One of the most profound, fun, and engaging techniques for creating an attractive service or product design is oddly focused on the exact opposite: Designing for Awful.
How to use this
This strategy is as simple as it is effective. When workshopping ideas allot some time to have participants develop ideas and designs for the worst possible version of the thing they are designing.
This is a flip of a traditional ideation session where people try to develop suggestions for what to focus on, whom, and what the best use of resources might be. In Designing for Awful, we do the opposite. It is used usually in tandem with ideation sessions that are focused on surfacing ideas in general.
This can be used to frame a service, product or describe the experience of doing something like a survey or participating in an event. It’s a simple, fun, and sometimes counter-intuitive way to surface assumptions, biases, and qualities in what we want, need and don’t want in our design.
Like any ideation-focused exercise, it must be managed appropriately. Individuals need to feel safe in surfacing ideas, free to discuss them, and preferably, offer an opportunity to share at least some of them anonymously. People generally have a lot of fun with this simple exercise.
The benefits of this are many.
Firstly, it focuses on the things we tend to avoid — unpleasant feelings, experiences, or sensation — and thus, might be missed in consideration of our design.
It also overcomes an optimism bias. Design is largely a positive-oriented practice where we look to solve problems, not make them. Designing for Awful helps us to move around this bias by looking at what is not addressed.
This approach is also excellent for helping surface values in practice and in specific terms. To illustrate, it’s one thing to speak in a positive or affirmative tone such as a statement like “we value inclusivity.” Designing for Awful could lead us to be specific “Our service is inaccessible to someone with a mobility disability” or “it is sexist” or “our product can only be used by people who are right-handed.” By surfacing what makes something not work we are better able to see what will.
This approach is also excellent in helping, paradoxically, surface what we want by framing things in terms we don’t want. How often have you met someone who first tells you what they don’t want in something before they get to describing what they want?

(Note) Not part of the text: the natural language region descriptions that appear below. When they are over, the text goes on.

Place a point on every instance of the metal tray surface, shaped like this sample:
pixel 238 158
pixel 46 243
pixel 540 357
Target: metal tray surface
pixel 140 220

This allows people to have a little fun and we find that some people are more bold and assertive with their creativity in the negative, than the positive and this technique lets that come out.
Lastly, the exercise can be a useful way to surface who needs to be at the table moving forward. We find that the need for having the voices of certain individuals, groups, roles, or departments in the discussion is better clarified when we consider how bad things would be without them.
Try this out at your next design session or team meeting as part of a check-in and you might find some laughs and some deep insight along with it.